South Carolina, where BMW’s massive Spartanburg plant is, has not been exempt from coronavirus, with crowds dispersed at beaches, non-essential state employees sent home, schools and many churches closed, and college students sent home to complete the semester online. Eighty-one people in the state have tested positive for coronavirus and one person has died, according to The State.

None of this, apparently, has perturbed BMW much. This week, it put out a statement acknowledging that things were a little weird now but said that it has things under control.

In regard to closing plant Spartanburg, we continue to monitor the situation in South Carolina daily and are in close alignment with both state and local government officials.

We recognize that we are in a dynamic situation and we are prepared to adjust quickly based on the daily analysis of the current environment.

In parallel, we have implemented numerous measures to protect the health and safety of our employees.


So far they have not responded to an email for comment today, but according to Bloomberg’s sources, the company will be idling its South Carolina—but not until April and only because they are running out of parts, not because they want to help combat coronavirus. Here’s Bloomberg:

BMW AG’s SUV plant in Spartanburg, South Carolina, one of the last U.S. auto plants still operating, is expected to be idled early next month due to shortages of critical parts, according to people familiar with the matter.
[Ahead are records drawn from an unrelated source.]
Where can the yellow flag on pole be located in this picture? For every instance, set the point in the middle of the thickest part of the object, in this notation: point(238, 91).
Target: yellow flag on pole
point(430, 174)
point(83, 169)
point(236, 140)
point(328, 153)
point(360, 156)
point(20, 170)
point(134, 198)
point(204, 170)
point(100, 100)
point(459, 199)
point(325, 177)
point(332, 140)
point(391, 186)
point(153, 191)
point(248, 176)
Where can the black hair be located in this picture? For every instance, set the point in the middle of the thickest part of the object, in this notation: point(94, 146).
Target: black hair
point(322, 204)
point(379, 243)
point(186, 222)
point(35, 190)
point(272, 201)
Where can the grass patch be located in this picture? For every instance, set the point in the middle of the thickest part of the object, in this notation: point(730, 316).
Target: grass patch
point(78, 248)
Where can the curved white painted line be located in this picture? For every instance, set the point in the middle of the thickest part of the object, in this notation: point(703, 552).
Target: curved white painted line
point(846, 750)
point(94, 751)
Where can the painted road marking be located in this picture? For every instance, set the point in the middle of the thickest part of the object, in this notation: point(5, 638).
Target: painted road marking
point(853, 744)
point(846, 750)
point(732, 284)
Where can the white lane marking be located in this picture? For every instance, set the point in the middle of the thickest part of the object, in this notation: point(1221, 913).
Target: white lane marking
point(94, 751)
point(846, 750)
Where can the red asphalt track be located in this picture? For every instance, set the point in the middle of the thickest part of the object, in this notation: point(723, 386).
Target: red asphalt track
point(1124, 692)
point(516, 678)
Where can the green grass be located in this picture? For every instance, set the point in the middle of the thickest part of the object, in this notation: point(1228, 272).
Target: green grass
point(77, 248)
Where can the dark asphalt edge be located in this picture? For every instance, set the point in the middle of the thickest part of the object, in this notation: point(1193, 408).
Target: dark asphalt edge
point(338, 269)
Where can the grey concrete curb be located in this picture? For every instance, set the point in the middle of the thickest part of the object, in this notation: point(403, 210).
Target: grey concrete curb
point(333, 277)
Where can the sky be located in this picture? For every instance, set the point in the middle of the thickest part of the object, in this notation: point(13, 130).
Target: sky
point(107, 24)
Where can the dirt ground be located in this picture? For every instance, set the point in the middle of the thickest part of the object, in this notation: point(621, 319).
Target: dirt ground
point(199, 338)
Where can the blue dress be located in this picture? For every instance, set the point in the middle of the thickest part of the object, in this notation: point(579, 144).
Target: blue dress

The South Carolina factory, which makes the brand’s lucrative X3, X5 and X7 SUVs, will cease output in the first or second week of April, the people said.


BMW imports many key components such as engines and transmissions from Europe, where production has virtually ground to a halt due to the spread of the coronavirus.


This is all very weak stuff. As Gizmodo has reported, coronavirus is spreading from people who don’t feel sick, in addition to those where symptoms do show up. What that means is that it can be possible for none of BMW’s employees to show symptoms and yet they can still acquire and pass on the disease to others. Every new day at the factory is another day the disease can spread further.

BMW knows this, of course, having closed all their factories in Europe. Volvo, which also has a factory in South Carolina, also knows this, having said it would close its factory outside of Ridgeville between March 26 and April 14.


What makes BMW special is unclear. Since opening its factory in Greer, South Carolina, in 1994, it has expanded its presence there massively, currently employing around 11,000 people in a seven million-square-foot facility that made 411,620 X SUVs last year. Its presence has been a huge boon to the Upstate, and I’m sure few people there want it to sit idle any more than BMW does. But surely at some point, everyone has to consider the lives at stake.

Update, 9:04 p.m.: BMW says it’ll close the plant, but not until April.

BMW Manufacturing announced today that it will shut down production from April 3 through April 19th. The health and protection of our employees is our top priority. At the same time, the dynamic development of the corona pandemic is having a major impact on the global demand for cars. We are therefore taking a flexible approach and adjusting our production volumes accordingly. On April 3th we will shut down production at Plant Spartanburg in South Carolina. The production break is expected to last until April 19th. The plant will continue to monitor this rapidly developing situation with the BMW Group and state government officials during this two-week period of non-production.